At its worst the link appears in spam ... sufficient people make the mistake of responding to unsolicited bulk messages (clicking on the link or naively confirming their address through an unsubscribe action) to make spamming commercially worthwhile and thereby pervasive.

Targeted or unstructured use of a search engine

There is disagreement about non-specialist user reliance on 'whole of web' and specialist search engines. Some authorities claim that over 70% of resources are found using search engines (and that questions of keywords, for example, are of commercial significance). Others claim that engines are far less important, with users identifying sites and individual files through a range of means.

The truth probably lies somewhere in between, given different experience, objectives and patience of users.

Some clearly start and stop with a single search. Others, as noted in preceding pages of this profile, may systematically work through selected entries on a succession of search screens, conduct multiple searches (sometimes using different search engines), or use initial results from a search engine as a point of departure for more extended navigation through hyperlinks from one site to another.

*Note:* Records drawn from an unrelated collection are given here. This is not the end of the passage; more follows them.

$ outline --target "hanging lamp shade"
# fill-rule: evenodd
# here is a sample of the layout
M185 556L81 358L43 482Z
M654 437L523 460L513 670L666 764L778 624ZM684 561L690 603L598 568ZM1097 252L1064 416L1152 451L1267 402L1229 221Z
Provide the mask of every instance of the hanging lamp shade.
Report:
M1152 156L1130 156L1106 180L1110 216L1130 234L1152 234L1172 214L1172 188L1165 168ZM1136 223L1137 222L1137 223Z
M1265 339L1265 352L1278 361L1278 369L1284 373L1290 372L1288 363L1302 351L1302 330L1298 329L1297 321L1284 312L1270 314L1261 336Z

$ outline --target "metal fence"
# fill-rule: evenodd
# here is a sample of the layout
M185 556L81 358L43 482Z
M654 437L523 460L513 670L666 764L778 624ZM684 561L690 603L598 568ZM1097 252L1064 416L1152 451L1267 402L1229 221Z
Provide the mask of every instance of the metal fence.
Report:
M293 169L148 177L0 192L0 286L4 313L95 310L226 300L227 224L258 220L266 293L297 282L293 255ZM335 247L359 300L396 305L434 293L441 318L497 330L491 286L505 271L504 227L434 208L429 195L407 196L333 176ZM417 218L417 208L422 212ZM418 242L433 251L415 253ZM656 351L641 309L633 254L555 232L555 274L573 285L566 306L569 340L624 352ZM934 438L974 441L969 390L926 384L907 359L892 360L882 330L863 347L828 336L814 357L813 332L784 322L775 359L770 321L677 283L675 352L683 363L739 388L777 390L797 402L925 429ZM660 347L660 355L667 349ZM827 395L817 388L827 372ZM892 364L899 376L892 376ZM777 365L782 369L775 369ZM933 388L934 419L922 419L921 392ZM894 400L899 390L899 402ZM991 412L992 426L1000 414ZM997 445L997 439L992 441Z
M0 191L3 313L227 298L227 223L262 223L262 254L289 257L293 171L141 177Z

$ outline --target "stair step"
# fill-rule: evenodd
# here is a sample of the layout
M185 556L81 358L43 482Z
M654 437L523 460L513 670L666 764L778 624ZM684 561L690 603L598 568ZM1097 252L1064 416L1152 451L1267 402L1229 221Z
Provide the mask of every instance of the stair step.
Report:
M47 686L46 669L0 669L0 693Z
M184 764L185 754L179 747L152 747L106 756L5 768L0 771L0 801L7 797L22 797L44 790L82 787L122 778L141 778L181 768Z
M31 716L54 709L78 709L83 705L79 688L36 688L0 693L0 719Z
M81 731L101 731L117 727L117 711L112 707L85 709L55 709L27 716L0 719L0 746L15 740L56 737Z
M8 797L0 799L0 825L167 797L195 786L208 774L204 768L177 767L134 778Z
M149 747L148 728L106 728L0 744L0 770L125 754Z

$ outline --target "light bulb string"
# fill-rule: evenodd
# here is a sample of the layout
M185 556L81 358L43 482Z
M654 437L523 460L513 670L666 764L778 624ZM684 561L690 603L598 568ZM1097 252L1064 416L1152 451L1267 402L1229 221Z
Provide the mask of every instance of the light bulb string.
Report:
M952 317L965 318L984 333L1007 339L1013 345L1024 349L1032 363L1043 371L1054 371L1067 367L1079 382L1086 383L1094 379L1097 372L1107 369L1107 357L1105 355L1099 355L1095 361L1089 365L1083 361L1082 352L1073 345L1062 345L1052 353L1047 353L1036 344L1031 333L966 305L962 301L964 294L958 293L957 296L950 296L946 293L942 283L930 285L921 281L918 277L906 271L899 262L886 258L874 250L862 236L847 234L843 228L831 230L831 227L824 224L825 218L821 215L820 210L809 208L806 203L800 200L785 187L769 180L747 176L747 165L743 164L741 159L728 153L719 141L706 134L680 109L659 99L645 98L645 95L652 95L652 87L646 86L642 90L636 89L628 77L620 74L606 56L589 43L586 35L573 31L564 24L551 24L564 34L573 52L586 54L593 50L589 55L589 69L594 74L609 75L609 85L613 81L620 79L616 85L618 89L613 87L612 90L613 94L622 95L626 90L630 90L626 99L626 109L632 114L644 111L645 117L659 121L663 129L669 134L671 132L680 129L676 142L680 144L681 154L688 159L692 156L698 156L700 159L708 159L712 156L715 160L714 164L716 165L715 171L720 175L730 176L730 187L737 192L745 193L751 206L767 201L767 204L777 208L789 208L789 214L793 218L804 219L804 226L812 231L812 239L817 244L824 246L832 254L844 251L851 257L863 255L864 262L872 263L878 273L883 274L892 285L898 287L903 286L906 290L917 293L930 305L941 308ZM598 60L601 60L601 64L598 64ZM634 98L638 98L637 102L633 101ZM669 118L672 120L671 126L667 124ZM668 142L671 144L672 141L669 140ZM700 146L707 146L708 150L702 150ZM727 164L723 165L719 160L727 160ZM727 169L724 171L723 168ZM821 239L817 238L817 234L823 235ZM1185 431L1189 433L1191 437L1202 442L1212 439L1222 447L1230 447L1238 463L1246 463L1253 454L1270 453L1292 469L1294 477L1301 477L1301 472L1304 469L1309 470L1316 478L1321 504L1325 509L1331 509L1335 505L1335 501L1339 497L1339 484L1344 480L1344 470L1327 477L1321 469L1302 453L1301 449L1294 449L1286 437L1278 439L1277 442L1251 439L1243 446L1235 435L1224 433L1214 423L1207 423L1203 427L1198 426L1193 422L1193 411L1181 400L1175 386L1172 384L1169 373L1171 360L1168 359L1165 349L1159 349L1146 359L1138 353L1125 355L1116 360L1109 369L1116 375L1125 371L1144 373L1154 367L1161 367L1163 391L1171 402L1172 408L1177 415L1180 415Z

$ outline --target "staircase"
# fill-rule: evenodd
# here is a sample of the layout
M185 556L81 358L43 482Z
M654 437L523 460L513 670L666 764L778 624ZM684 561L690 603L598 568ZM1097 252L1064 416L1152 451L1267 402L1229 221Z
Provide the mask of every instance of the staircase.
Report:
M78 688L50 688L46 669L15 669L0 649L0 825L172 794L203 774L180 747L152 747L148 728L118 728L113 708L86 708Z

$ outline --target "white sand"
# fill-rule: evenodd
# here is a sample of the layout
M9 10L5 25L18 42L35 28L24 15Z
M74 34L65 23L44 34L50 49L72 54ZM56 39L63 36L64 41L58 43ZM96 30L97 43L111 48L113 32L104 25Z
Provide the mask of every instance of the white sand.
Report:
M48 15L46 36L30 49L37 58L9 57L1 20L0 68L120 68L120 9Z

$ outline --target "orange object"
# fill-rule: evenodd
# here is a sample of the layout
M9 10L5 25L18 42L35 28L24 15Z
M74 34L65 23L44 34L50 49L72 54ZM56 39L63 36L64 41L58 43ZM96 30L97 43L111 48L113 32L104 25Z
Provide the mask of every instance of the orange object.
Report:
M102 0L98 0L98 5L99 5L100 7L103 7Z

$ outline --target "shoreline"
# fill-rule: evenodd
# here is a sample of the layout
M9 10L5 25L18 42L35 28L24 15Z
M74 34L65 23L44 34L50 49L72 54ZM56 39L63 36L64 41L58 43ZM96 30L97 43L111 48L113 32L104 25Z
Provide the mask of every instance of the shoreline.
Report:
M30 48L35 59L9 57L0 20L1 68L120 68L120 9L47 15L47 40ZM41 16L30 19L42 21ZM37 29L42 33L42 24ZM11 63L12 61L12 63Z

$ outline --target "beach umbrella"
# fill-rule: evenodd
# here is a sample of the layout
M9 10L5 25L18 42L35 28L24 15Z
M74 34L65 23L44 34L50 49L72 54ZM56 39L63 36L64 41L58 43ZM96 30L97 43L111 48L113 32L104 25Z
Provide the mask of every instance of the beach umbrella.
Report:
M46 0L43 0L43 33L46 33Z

It is clear that many users - particularly those without a detailed search strategy or tight objectives - conduct shallow and unstructured searches, typically entering a single search term, avoiding 'advanced search' features (eg boolean text searching and date or other delimiters) and not progressing beyond the first two screens of search results. Accurately Interpreting Clickthrough Data as Implicit Feedback (PDF) by Thorsten Joachims, Laura Granka, Bing Pan, Helene Hembrooke & Geri Gay for example comments that 42% of users clicked the first item in the listing on a search engine results page (SERP), with 8% of users selecting the second item.

Grazing a large or specialist directory

As preceding pages have noted, prior to emergence of large-scale search engines most people relied on directories for identifying internet resources. Those directories provide categorised listings of selected web sites or other resources.

Their value for searches is affected by the latency of the information (most are manually compiled, with delays in the entry of new information and deletion of superseded information), the basis of selection and difficulties encountered by users in navigating through the categorisation.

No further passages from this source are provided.